A Argentina tentou mais uma vez esses mesmo remédio no período em que Carlos Menem foi presidente, tendo como ministro da Economia Domingo Cavallo. Só que dessa vez se aprofundou e radicalizou-se ao ponto de colocar na constituição a paridade de um dólar por um peso. Vendeu-se todo o estado Argentino e, em 2001, o país entrou em estado terminal. Sem dólares para manter a paridade, apelou-se para o “curralito”, espécie de bloqueio de contas dos anos Collor no Brasil. A Argentina, que havia sido a “menina dos olhos” dos mercados, havia virado pó com as receitas do pessoal do mercado financeiro internacional.

O Brasil vive uma realidade diferente. Durante 100 anos, vivemos dependente de recursos externos para equilibrar nossa balança comercial. Até 2002, a economia brasileira foi comandada de fora para dentro. O Fundo Monetário internacional dava as cartas e jogava de mão. Vivíamos em constantes crises cambiais que facilitavam o ataque especulativo contra nossa moeda.

Chegou-se ao absurdo do governo Clinton bancar um “empréstimo ponte” de 40 bilhões de dólares com a única finalidade de salvar os fundos de investimentos que haviam acreditado no Real forte e experimentavam a angústia de ver esse dinheiro desaparecer. Só para exemplificar: quando foi internalizado, esse volume de recursos se transformou em 40 bilhões de reais. Com a desvalorização do Real em janeiro de 1999, para comprar os mesmos 40 bilhões de dólares, seriam necessários 150 bilhões de reais. Ou, convertendo pelo câmbio desvalorizado, os 40 bilhões de dólares que ingressaram no Brasil se transformaram em 10 bilhões de dólares. Os investidores americanos foram salvos pelo presidente Clinton, mas a conta da operação foi salgada para os brasileiros.

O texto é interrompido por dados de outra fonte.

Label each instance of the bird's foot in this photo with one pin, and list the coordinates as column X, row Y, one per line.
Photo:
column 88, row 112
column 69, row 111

Assim vivemos durante mais de 100 anos. Com a ida de Guido Mantega para o Ministério da Fazenda e Dilma Rousseff para a Casa Civil, montou-se a estratégia de fazer um volume elevado de reservas cambiais para evitar novas crises que resultariam em constantes ataques especulativos, que obrigavam a transferência das decisões de nossa economia para além de nossas fronteiras.

Assim, os 370 bilhões de reservas cambiais acumulados durante o segundo governo Lula e os anos Dilma dão a tranquilidade e segurança de que não sofreremos ataques especulativos, nem restrições às importações e muito menos o perigo de ter nossa economia submetida a decisões tomadas fora de nossas fronteiras contra os interesses de nosso País e de nossa gente.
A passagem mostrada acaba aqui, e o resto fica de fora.